Daily Market Color

Markets Prepare for January CPI

Rates grind higher again ahead of Tuesday CPI. This week marked a clear shift in market sentiment, with rates rising throughout as investors became increasingly distressed about a potentially aggressive 2023 rate hike cycle. The onslaught of pessimism was captured by the 2s10s Treasury spread, which widened to -86 bps on Thursday, the largest inversion in over 4 decades. The policy sensitive 2-year yield rose 4bps today and ~24bps on the week, closing at 4.52% after opening the week at 4.29%. A CPI miss on Tuesday would go a long way toward cooling the selloff, where inflation is forecasted to decelerate to 6.2%.

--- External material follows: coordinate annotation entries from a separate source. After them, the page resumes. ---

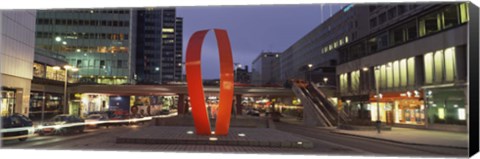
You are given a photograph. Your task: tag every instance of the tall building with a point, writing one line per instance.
(266, 69)
(318, 47)
(415, 56)
(102, 43)
(17, 34)
(158, 46)
(97, 42)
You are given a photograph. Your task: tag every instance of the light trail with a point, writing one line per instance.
(31, 130)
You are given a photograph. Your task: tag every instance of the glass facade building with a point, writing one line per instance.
(420, 70)
(95, 41)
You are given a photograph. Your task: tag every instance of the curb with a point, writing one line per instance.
(400, 142)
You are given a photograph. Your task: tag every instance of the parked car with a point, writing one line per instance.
(164, 112)
(62, 124)
(253, 112)
(118, 120)
(17, 126)
(97, 120)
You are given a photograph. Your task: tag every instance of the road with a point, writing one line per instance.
(372, 146)
(325, 143)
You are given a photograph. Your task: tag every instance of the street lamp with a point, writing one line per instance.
(377, 70)
(66, 67)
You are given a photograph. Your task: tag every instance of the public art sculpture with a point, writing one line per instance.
(195, 85)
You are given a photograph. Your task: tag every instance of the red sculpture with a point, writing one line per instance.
(195, 86)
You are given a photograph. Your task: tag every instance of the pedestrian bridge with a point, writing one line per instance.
(163, 90)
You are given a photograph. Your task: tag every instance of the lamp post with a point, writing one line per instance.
(310, 72)
(377, 69)
(66, 67)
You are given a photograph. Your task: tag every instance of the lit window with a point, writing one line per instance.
(461, 114)
(464, 12)
(428, 65)
(441, 113)
(168, 30)
(450, 64)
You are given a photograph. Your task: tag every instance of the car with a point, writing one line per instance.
(253, 112)
(97, 120)
(16, 126)
(62, 124)
(119, 119)
(164, 112)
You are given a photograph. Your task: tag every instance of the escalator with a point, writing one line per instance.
(318, 110)
(318, 94)
(314, 113)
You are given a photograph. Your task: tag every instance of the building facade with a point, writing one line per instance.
(158, 46)
(17, 34)
(318, 47)
(417, 55)
(102, 43)
(266, 69)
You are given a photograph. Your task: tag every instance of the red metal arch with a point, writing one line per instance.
(195, 86)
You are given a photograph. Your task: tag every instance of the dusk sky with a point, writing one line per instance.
(252, 29)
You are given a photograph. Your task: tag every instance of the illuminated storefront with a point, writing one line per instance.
(399, 108)
(446, 106)
(7, 105)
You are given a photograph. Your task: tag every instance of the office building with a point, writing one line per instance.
(417, 54)
(158, 46)
(102, 43)
(17, 34)
(317, 48)
(266, 69)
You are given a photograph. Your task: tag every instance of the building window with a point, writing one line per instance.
(392, 13)
(428, 65)
(438, 65)
(403, 73)
(397, 36)
(396, 74)
(402, 9)
(373, 22)
(450, 64)
(429, 24)
(79, 64)
(450, 16)
(389, 73)
(411, 30)
(382, 18)
(463, 12)
(411, 71)
(383, 41)
(102, 64)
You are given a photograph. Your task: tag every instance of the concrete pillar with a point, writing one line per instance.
(181, 104)
(238, 99)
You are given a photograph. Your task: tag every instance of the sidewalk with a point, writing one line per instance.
(414, 136)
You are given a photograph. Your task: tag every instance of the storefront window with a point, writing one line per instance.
(396, 74)
(38, 70)
(438, 65)
(411, 71)
(447, 106)
(428, 62)
(389, 73)
(7, 100)
(403, 72)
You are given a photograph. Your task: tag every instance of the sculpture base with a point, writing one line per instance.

BLS issues updated CPI weightings. As markets closely watch inflation data for signs that Fed policy is working, extra attention is being paid to the pieces that make up different releases – an example was the seasonality adjustment which may have driven higher than expected payrolls figures in January. Ahead of Tuesday’s CPI report, the BLS released updated component weightings for the index. Used cars, which have contributed to deflation in recent months, have declined in important to the calculation. Shelter, however, has increased to 34.4% of the index from 33%. The changes are expected to provide upward pressure on January’s core CPI figure, but in the long run, the expectations for lower housing prices during the year means that the reweighting should help drive lower CPI figures. For information on CPI weights, click here.    

Week ahead. CPI (Tuesday), retail sales (Wednesday), and PPI (Thursday) will headline a data-heavy week. Fed voters Michelle Bowman (hawk), Lorie Logan (neutral), John Williams (hawk), Lisa Cook (dove), and non-voters Loretta Mester (hawk), James Bullard (hawk), Thomas Barkin (hawk) will make public comments.